Wet Fish / Sharp Stick

When I was young, unpleasant events were compared in an “It could be worse” way to a “poke in the eye with a sharp stick” or “a slap on the belly with a wet fish.” This often led me to wonder if a poke in the eye with a dull stick or a slap on the belly with a dry fish would be an improvement. I have no idea what kids today say when they want to make an “it could be worse” comparison.


Death by Any Other Name

My childhood best friend, Tom Kervin, recently congratulated me on “still being above room temperature.” My college buddy Kevin Sullivan suggested we limit our “organ recital,” the part of the conversation where people our age exchange information on our infirmities.

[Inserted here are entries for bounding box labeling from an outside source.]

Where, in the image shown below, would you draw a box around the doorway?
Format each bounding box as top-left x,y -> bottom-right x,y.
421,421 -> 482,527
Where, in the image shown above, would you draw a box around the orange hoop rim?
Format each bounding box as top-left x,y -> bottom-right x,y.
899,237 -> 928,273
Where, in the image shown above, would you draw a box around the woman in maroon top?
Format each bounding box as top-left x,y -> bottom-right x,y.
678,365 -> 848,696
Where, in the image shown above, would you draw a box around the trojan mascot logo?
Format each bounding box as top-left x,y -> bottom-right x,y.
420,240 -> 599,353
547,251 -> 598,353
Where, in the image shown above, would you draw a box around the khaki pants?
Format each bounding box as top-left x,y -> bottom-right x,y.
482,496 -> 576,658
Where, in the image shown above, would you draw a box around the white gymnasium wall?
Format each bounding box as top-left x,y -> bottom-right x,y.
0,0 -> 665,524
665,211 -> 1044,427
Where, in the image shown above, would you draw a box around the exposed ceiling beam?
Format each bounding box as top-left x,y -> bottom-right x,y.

I suspect I will be learning more of these phrases in the years to come.


 A Special Episode of PSACOT: Reruns

If your mind, like mine, is a wastebasket, you’ll recall the days when TV had a fall and spring season that added up to 39 weeks. Then they turned out the lights and went home for 13 weeks while playing reruns. This, among other things, set them up for the extinction event of the Internet.

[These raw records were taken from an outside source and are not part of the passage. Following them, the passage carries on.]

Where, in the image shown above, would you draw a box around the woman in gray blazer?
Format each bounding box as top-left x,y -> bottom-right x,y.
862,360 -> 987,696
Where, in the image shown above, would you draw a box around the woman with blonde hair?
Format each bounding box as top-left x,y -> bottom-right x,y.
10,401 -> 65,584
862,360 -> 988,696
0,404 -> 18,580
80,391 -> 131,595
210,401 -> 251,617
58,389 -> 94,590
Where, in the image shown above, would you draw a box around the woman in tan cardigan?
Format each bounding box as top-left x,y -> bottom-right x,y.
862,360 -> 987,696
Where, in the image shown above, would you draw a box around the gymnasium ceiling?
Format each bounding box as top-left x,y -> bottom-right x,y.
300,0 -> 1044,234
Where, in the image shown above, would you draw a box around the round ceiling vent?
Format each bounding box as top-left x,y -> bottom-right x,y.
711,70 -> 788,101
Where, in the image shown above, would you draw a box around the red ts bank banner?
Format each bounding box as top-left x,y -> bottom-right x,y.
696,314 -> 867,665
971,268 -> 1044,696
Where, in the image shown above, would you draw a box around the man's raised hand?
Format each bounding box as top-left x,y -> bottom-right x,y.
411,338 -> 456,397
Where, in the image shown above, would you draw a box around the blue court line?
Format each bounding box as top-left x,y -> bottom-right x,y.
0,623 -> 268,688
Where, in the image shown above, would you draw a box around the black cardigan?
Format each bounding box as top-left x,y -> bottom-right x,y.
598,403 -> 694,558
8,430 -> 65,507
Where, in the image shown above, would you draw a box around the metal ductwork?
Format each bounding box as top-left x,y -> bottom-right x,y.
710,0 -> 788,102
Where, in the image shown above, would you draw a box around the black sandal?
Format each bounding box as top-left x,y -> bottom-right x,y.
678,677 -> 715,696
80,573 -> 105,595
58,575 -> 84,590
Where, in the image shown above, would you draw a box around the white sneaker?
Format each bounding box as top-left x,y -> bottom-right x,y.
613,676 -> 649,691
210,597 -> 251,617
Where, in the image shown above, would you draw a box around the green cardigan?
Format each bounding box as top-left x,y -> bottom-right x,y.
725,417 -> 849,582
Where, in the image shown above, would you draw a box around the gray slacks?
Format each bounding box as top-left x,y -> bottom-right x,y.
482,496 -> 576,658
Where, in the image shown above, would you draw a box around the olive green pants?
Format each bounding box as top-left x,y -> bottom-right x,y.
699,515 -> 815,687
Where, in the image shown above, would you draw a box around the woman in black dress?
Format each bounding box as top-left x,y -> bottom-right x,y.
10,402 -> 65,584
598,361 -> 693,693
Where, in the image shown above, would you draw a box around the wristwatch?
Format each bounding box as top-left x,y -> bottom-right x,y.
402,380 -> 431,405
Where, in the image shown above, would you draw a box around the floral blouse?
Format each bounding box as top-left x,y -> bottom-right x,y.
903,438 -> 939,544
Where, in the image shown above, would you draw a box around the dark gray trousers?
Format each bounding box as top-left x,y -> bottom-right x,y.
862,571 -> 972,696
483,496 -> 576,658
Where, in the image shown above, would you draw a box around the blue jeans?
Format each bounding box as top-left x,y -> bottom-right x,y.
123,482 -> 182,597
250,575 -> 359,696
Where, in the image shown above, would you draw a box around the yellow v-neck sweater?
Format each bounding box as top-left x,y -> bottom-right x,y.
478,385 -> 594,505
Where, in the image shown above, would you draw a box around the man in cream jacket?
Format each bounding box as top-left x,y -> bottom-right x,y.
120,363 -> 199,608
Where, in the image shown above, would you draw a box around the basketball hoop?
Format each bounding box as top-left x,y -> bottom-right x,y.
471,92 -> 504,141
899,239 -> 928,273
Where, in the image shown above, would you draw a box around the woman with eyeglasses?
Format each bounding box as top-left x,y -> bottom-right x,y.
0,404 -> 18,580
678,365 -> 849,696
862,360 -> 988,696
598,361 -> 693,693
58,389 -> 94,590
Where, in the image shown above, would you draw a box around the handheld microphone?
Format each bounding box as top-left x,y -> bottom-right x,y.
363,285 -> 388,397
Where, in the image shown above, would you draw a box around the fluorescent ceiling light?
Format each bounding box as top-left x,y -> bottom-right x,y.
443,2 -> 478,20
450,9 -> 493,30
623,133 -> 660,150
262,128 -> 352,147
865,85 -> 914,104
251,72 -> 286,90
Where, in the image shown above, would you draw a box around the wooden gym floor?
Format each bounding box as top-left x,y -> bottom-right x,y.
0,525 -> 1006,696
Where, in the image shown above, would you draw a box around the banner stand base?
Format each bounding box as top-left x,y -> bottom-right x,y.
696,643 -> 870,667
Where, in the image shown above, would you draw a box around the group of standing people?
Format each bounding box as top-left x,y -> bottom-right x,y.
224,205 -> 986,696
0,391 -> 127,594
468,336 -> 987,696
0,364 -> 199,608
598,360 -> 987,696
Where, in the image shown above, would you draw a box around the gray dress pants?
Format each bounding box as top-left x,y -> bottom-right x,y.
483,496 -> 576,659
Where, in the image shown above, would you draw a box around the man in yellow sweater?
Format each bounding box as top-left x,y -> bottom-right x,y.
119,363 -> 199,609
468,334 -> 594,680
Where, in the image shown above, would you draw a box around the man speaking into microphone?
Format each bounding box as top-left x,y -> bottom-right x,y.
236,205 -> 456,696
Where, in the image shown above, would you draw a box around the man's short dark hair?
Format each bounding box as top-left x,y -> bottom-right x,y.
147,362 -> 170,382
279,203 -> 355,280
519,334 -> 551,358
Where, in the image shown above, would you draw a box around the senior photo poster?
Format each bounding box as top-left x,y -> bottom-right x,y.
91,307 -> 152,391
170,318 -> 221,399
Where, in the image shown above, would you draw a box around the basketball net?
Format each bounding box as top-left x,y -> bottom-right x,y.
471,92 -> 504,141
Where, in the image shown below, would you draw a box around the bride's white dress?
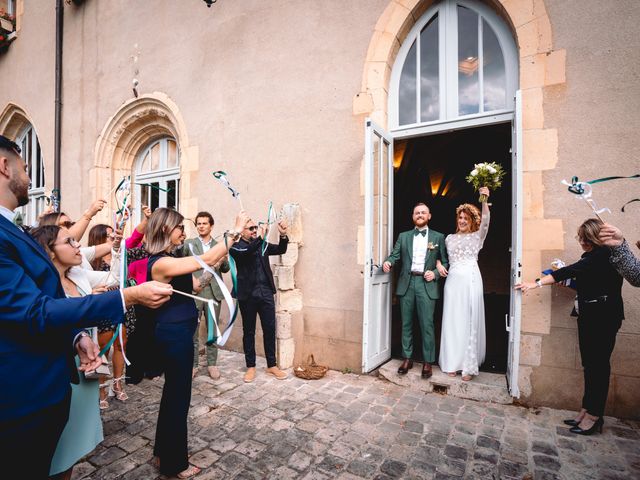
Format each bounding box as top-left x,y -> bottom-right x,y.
439,210 -> 489,375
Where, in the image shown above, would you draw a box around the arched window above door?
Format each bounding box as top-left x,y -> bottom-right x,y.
16,124 -> 46,225
134,137 -> 180,219
389,0 -> 518,129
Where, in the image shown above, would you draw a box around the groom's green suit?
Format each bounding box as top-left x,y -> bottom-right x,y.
386,228 -> 449,363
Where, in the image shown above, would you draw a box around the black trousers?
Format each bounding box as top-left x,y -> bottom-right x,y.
153,318 -> 197,476
578,308 -> 622,417
240,295 -> 276,367
0,389 -> 71,480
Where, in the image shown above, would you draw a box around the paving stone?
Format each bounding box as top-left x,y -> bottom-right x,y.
189,449 -> 220,468
476,435 -> 500,451
533,455 -> 560,471
380,460 -> 407,478
287,451 -> 314,472
70,462 -> 96,480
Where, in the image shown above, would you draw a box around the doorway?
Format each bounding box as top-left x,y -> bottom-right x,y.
391,123 -> 513,373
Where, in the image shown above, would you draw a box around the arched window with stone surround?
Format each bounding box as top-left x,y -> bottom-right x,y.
16,124 -> 46,225
389,0 -> 518,129
133,137 -> 180,219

I fondly remember NBC’s 1998 campaign: “If you haven’t already seen it, it’s not a rerun.”

That’s the way I feel about this week’s column. That, and a desire to insure continuity while I recover from my hip operation. I recognize it seems like I am duplicating my year-end double issue feature, “the most-clicked links.” But this week I’m saving you the trouble of clicking.


The World’s Best Groundhog Day The Movie Site

Modesty forbids… oh wait, it doesn’t. I created the best Groundhog Day fan site. You can tell by the URL: groundhogdaythemovie.com.

The two most common questions (among many others) are answered therein:

Why The Loop?

There is one question that has come up several times that I feel I must answer at the top of this tribute site. One of the early drafts of the script explained that Phil was trapped in the loop because of a curse, placed by a jilted girlfriend. Fortunately for the world, director Harold Ramis and writer Danny Rubin decided to drop the explanation, which is one of the major contributing factors to this being a perfect film.

How Many Times?

There has been much speculation as to how many times Phil repeated the loop. There are a few websites that speculate it was fewer than 30. I say to learn how to ice sculpt and play piano like that he repeated the day hundreds if not thousands of times. Some speculate the number is in the 10s of thousands.


Humble Brag 101

I have been dining out on my anecdotes about the Harvard freshman course Humble Brag 101 since 1974. This mandatory course teaches them to say, “I went to school in Cambridge.” And to mention it within 20 minutes of meeting any new person. Turns out I went to school in Cambridge too, and got a better education. Details: False Modesty 


I’m more Irish than I thought

In 1978 I was a business reporter for the Oregon Journal, assigned to cover a series of hearings being held in the four corners of Oregon.

I rode with several Irish staffers. We spent dozens of hours driving in Oregon’s hilly hinterlands. Radio reception was sketchy and there was often no source of sound in the car save the human voice.

Midway through the tour, Dick Feeney, a former reporter who was running an institute at Portland State, turned around from the front seat and said, “Paul, who are your people,” a question I hadn’t been asked since college.

“One-fourth Irish on Mom’s side, pure Swiss on Dad’s,” I answered.

“Well,” he said, “one drop of Irish blood makes you Irish, but you may be more Irish than you think.”

“How’s that?”

“What part of Switzerland?”

“The canton of St. Galen.”

He chuckled as did one of his colleagues.

“That explains it. You’ve held your own in conversation for hours. It is clear you've kissed the Blarney Stone.”

(He meant that figuratively, but a few years later I did it literally.)

“You see Paul, there was a wave of Celtic migration to St. Galen. There is a Celtic Cathedral in the capital. I suspect there’s more than a little Celt mixed into your Swiss as well.”

That may explain something I had noticed for years. I thought of myself as half Swiss, but all my Swiss relatives were taciturn. As Everett Dirksen almost said, Irish here, Irish there, the first thing you know you’re an almost Irishman.